Guided Perturbation Sensitivity (GPS): Detecting Adversarial Text via Embedding Stability and Word Importance

Adversarial text attacks remain a persistent threat to transformer models, yet existing defenses are typically attack-specific or require costly model retraining, leaving a gap for attack-agnostic detection. We introduce Guided Perturbation Sensitivity (GPS), a detection framework that identifies adversarial examples by measuring how embedding representations change when important words are masked. GPS first ranks words using importance heuristics, then measures embedding sensitivity to masking top-k critical words, and processes the resulting patterns with a BiLSTM detector. Experiments show that adversarially perturbed words exhibit disproportionately high masking sensitivity compared to naturally important words. Across three datasets, three attack types, and two victim models, GPS achieves over 85% detection accuracy and demonstrates competitive performance compared to existing state-of-the-art methods, often at lower computational cost.
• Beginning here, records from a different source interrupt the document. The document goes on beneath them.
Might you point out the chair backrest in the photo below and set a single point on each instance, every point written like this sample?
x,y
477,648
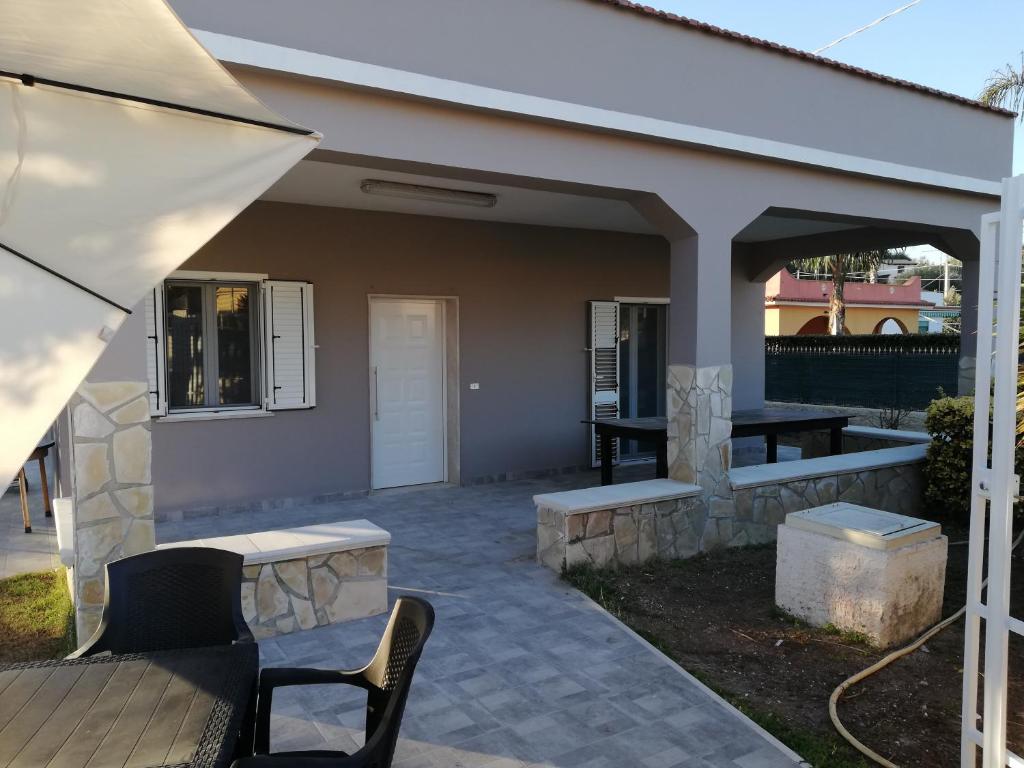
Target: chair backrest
x,y
390,674
184,597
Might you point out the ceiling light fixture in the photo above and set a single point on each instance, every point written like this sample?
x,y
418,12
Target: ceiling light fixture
x,y
430,194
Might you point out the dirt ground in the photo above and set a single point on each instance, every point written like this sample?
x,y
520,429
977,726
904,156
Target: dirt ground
x,y
715,614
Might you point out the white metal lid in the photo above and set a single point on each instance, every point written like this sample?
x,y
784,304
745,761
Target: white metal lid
x,y
868,527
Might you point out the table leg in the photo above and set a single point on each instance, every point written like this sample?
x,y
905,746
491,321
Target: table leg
x,y
605,458
47,507
836,440
24,492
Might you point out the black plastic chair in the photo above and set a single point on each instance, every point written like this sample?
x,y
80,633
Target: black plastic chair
x,y
386,680
186,597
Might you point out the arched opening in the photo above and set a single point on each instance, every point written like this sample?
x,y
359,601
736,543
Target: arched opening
x,y
818,327
889,327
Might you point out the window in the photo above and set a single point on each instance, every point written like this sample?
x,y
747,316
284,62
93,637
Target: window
x,y
226,344
211,345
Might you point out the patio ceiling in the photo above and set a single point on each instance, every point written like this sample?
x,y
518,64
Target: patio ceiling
x,y
320,183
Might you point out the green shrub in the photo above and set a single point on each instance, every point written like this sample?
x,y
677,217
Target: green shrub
x,y
949,459
947,469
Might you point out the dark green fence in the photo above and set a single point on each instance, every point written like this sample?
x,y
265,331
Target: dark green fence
x,y
902,372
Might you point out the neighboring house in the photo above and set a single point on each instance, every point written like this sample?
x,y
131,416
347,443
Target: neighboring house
x,y
941,317
893,267
521,214
798,307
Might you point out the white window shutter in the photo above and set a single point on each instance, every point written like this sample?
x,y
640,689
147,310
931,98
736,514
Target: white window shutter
x,y
289,348
156,357
603,327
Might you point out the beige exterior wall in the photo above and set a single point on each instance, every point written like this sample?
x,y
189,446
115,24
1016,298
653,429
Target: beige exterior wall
x,y
787,320
522,295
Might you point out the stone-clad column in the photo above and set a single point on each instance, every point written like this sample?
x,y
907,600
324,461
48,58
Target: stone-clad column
x,y
112,486
699,382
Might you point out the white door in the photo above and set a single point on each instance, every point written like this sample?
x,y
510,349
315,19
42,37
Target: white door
x,y
407,380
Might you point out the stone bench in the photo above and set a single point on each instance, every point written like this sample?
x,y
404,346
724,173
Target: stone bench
x,y
616,524
297,579
857,438
890,479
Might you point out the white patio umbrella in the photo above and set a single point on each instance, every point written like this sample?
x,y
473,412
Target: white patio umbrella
x,y
124,146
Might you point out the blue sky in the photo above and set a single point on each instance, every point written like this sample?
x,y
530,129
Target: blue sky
x,y
947,44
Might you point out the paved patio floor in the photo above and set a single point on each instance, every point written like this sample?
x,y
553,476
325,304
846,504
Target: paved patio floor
x,y
521,670
20,552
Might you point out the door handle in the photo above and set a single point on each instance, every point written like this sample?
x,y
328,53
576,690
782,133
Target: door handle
x,y
377,401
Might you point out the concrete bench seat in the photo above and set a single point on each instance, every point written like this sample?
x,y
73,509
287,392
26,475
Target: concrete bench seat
x,y
890,479
858,438
297,579
615,524
803,469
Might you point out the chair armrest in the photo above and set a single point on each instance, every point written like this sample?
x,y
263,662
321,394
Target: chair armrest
x,y
275,677
299,761
279,677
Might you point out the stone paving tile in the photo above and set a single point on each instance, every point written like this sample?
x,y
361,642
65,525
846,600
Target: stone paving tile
x,y
521,671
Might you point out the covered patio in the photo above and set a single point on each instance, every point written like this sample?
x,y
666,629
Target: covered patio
x,y
521,670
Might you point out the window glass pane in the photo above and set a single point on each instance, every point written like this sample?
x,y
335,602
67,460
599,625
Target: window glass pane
x,y
184,346
235,361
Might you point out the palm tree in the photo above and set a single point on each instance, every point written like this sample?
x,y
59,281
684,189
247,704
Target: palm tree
x,y
840,266
1006,88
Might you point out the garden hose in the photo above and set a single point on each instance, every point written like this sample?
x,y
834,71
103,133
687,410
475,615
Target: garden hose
x,y
881,665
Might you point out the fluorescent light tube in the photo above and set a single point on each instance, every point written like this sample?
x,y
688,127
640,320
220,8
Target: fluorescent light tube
x,y
430,194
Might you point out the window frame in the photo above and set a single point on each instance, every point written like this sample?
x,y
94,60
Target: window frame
x,y
209,282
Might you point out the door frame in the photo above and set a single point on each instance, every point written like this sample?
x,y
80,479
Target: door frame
x,y
662,301
451,429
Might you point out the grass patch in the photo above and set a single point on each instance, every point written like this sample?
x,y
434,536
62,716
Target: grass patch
x,y
823,752
36,617
819,750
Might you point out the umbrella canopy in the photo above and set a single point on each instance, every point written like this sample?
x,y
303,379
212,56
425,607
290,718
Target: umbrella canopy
x,y
124,146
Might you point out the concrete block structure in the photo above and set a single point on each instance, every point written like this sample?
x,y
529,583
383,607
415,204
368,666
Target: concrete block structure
x,y
861,570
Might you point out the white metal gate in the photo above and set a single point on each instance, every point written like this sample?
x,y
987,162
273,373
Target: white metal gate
x,y
993,483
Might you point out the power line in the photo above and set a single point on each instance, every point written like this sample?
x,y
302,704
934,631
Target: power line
x,y
876,23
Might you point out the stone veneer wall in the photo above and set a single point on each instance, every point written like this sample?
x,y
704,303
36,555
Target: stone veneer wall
x,y
112,487
699,451
624,536
759,510
315,591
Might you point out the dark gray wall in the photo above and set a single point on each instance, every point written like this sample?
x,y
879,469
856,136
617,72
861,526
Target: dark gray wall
x,y
589,52
522,293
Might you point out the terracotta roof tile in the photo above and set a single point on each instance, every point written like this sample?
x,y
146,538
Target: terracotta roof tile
x,y
796,53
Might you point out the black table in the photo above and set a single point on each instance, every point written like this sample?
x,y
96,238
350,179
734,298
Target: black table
x,y
770,422
647,429
182,709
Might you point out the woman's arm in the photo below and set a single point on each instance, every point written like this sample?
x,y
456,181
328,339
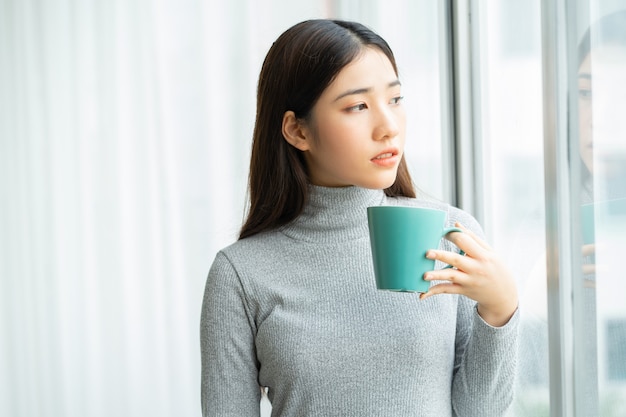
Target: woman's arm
x,y
227,329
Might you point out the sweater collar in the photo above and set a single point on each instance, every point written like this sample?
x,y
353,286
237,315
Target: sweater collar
x,y
334,214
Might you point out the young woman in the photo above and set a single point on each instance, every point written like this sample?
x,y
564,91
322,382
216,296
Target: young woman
x,y
292,306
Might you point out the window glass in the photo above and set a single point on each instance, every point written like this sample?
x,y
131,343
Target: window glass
x,y
601,92
511,133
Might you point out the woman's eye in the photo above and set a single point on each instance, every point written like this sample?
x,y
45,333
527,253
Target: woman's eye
x,y
358,107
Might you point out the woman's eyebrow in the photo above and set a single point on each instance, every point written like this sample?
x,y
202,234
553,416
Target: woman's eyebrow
x,y
365,90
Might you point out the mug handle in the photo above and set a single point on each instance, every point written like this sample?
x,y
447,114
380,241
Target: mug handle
x,y
450,230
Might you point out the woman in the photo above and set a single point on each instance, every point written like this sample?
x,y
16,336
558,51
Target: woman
x,y
291,307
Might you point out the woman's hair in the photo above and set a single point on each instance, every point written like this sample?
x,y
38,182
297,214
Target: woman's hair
x,y
299,66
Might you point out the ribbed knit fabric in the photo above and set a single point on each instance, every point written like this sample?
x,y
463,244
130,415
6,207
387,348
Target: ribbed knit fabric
x,y
296,310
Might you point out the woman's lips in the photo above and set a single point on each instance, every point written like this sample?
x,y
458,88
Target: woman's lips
x,y
386,159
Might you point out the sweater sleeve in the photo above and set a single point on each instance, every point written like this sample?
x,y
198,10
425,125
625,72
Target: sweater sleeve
x,y
484,378
486,356
229,385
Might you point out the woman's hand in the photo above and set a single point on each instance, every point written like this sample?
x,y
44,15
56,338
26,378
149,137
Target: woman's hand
x,y
479,274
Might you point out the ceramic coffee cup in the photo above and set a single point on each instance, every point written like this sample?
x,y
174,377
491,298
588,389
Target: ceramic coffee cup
x,y
400,237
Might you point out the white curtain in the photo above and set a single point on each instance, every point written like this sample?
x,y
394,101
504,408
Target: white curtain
x,y
124,140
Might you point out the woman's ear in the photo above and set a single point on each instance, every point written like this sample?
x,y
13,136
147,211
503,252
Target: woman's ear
x,y
294,132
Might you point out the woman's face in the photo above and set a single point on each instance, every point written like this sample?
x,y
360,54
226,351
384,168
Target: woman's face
x,y
356,132
602,93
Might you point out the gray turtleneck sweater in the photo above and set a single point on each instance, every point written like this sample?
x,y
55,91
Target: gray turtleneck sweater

Using Normalized Discounted Cumulative Gain (NDCG) to measure perturbation identification quality, we demonstrate that gradient-based ranking significantly outperforms attention, hybrid, and random selection approaches, with identification quality strongly correlating with detection performance for word-level attacks ($ρ= 0.65$). GPS generalizes to unseen datasets, attacks, and models without retraining, providing a practical solution for adversarial text detection.

Key Contributions

GPS framework: ranks words by gradient-based importance, measures embedding sensitivity to top-k masking, and passes the resulting feature trace through a BiLSTM detector to classify adversarial vs. benign inputs
Empirical finding that adversarially substituted words exhibit disproportionately high masking sensitivity vs. naturally important words, providing a signal exploitable without attack-specific knowledge
Demonstration that NDCG-based perturbation identification quality (ρ=0.65) strongly correlates with detection performance, validating gradient-based ranking over attention-based and random baselines

🛡️ Threat Analysis

Input Manipulation Attack

GPS is a detection defense against adversarial text examples — word-substitution evasion attacks on transformer classifiers at inference time. The paper characterizes adversarial inputs via embedding instability and trains a BiLSTM detector to identify them, directly targeting the adversarial example threat.